Impact from Materials
Any material surrounding the antenna with a permittivity (loosely called Dielectric constant, Dk, Loss tangent) different from 1 (air permittivity is 1, water is 80) will affect the antenna tuning. Other parameters such as the distance from those materials to the antenna and the amount will play a role in defining the equivalent effective permittivity surrounding the antenna. Any plastic resins, epoxy resins, potting materials, laminated structures will all have non-neglect-able RF losses applied to the radiation of the antenna.
Antenna Feed Line Design
An often taken for the granted parameter is the design of the transition between the output of the radio and the input of the antenna feed. That transition must present the proper expected impedance (often 50 Oms) in order to optimize the reflection coefficient at the antenna input level. In the event that the design requires a Z0 characteristics impedance, it is possible to ask the lamination manufacturer to add TDR coupons on its laminated panel to detect the lines that are off by more than +/- 10% compared to the expected value.

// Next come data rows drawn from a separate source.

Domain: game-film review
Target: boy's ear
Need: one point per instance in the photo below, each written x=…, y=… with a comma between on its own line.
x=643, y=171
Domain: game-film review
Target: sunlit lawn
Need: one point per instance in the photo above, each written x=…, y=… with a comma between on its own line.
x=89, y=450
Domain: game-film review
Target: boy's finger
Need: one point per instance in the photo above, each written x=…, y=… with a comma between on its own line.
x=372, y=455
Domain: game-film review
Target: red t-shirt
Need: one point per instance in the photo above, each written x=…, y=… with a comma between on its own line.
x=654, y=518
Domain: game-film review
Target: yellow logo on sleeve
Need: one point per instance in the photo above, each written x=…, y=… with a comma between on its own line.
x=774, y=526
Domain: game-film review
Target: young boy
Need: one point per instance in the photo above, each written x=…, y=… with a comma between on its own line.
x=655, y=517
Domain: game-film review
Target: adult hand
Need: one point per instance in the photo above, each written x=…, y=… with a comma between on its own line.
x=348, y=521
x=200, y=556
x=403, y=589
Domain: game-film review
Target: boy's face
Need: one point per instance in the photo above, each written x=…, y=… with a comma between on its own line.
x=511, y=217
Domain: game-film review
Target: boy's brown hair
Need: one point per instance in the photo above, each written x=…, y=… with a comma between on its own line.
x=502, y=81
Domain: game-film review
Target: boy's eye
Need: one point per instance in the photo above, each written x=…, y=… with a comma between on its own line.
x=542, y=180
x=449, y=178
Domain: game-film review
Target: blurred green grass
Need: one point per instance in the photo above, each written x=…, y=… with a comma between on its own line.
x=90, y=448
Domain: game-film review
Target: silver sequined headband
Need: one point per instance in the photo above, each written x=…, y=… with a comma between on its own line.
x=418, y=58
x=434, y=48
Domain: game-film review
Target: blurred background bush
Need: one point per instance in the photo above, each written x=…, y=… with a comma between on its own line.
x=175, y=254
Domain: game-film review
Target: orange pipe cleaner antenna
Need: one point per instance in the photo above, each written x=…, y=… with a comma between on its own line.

To ensure that the impedance of the antenna will match the output impedance of the radio, it is a good practice to always add one PI shape matching circuit footprint (3 components, SHUNT-SERIAL-SHUNT) that can be used to define the matching circuit that will maximize the power transfer to the antenna. If the PI shape matching circuit is not used, then a 0 Ohm resistor is can be soldered on the SERIAL component footprint and the SHUNT components footprint can be left OPEN.
Matching Network Recommendations
When Selecting the components for the Matching circuit, filtering or decoupling, it is mandatory that the SRF (Self Resonance Frequency) of the chosen components are compatible with the frequency of the radio signal. SRF depends of the components size, packaging and manufacturing technology. We recommend using the Accu-P® and Accu-L® thin films Capacitors and Inductors in order to get the most precise matching circuit.
During the design of the PCB, it is a good practice to consider the possibility of soldering a semi-rigid RF Cable to check the output of the RF radio or Antenna Impedance (for the debugging phase). To do that a non-assembled, three components T shape circuit SERIAL-SHUNT-SERIAL located before the antenna PI matching circuit (so the Matching circuit will be on the antenna and the soldered cable) is useful. The RF cable can be soldered on the SHUNT component footprint of the T-SHAPE and a 0 Ohm can be used to select the RF path either towards the radio or towards the antenna matching circuit.
Real Case Tuning Conditions
When designing an antenna for Wearable product or for a product that will be used in a very specific condition, always tune the antenna for these real user cases (when the device is worn or in the specific position) instead of tuning the antenna in Free Space conditions.